Professor Cordner Discusses Education Outside the Classroom
In her new book, Education in Nineteenth-Century British Literature: Exclusion as Innovation, Professor Cordner analyzes the tradition of independent learning in 19th-century England. In her analysis, Cordner discusses the impact of self-education on renowned literary minds such as Jane Austen, Elizabeth Barrett Browning, Thomas Hardy and George Gissing, all of whom were barred from traditional education as a result of their gender or economic class.
In order to write Education in Nineteenth-Century British Literature: Exclusion as Innovation, Professor Cordner conducted extensive research at the University of Oxford’s Bodleian Library, as well as the first women’s colleges of Oxford and Cambridge. The book includes rare material such as the satirical publication about Oxford that Jane Austen’s brothers founded; the poetry and memoirs of the first women’s college students at the University of Cambridge, who turned the tables on the men who previously excluded them; and material from the National Home Reading Union, which offered an annual summer program of courses to individuals pursuing an education on their own.
Cordner’s analysis of independent study also transcends time. When discussing her work, Professor Cordner explains how her research applies to the curriculum set here at the College of General Studies:
“Universities today try to cultivate a diversity of learning styles through experiential learning, study abroad, service learning and other high impact teaching practices. Although we often consider this to be a new trend in education, the nineteenth-century writers who were excluded from universities—and the culture of “cram” that came along with them—celebrated these multi-modal learning practices. In their writing, they anticipate contemporary educational theory that values multiple learning styles and active learning. They encourage us to carve out our own education, never allowing it to be dictated completely by an institutional system.”

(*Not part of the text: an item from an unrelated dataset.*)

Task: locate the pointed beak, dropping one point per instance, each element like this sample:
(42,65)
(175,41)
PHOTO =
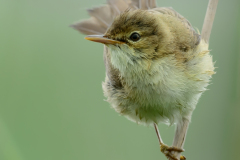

In addition, Cordner works to ensure that her students develop the same passion for independent study as the authors discussed in her book, in the hope that contemporary students will continue to seek educational experiences outside the classroom:
“There are many opportunities for students to extend their learning beyond the traditional classroom. In my Humanities courses, students venture off campus to visit the Museum of Fine Arts, the Isabella Stewart Gardner Museum, and the Gibson House Museum. I have developed service-learning projects that enable students to take what they’ve learned in the classroom and apply it to a non-academic setting, inviting students to experience firsthand the link between their study of the Humanities and an engagement with the outside world. Past projects have included student-led discussions of luminaries such as Charles Dickens or Pablo Picasso with residents of nursing homes in the Boston area. Other projects involve student collaboration with organizations such as the Prison Book Program. These experiences remind my students that there exists no barrier between their studies on campus and the learning that happens outside of university walls.”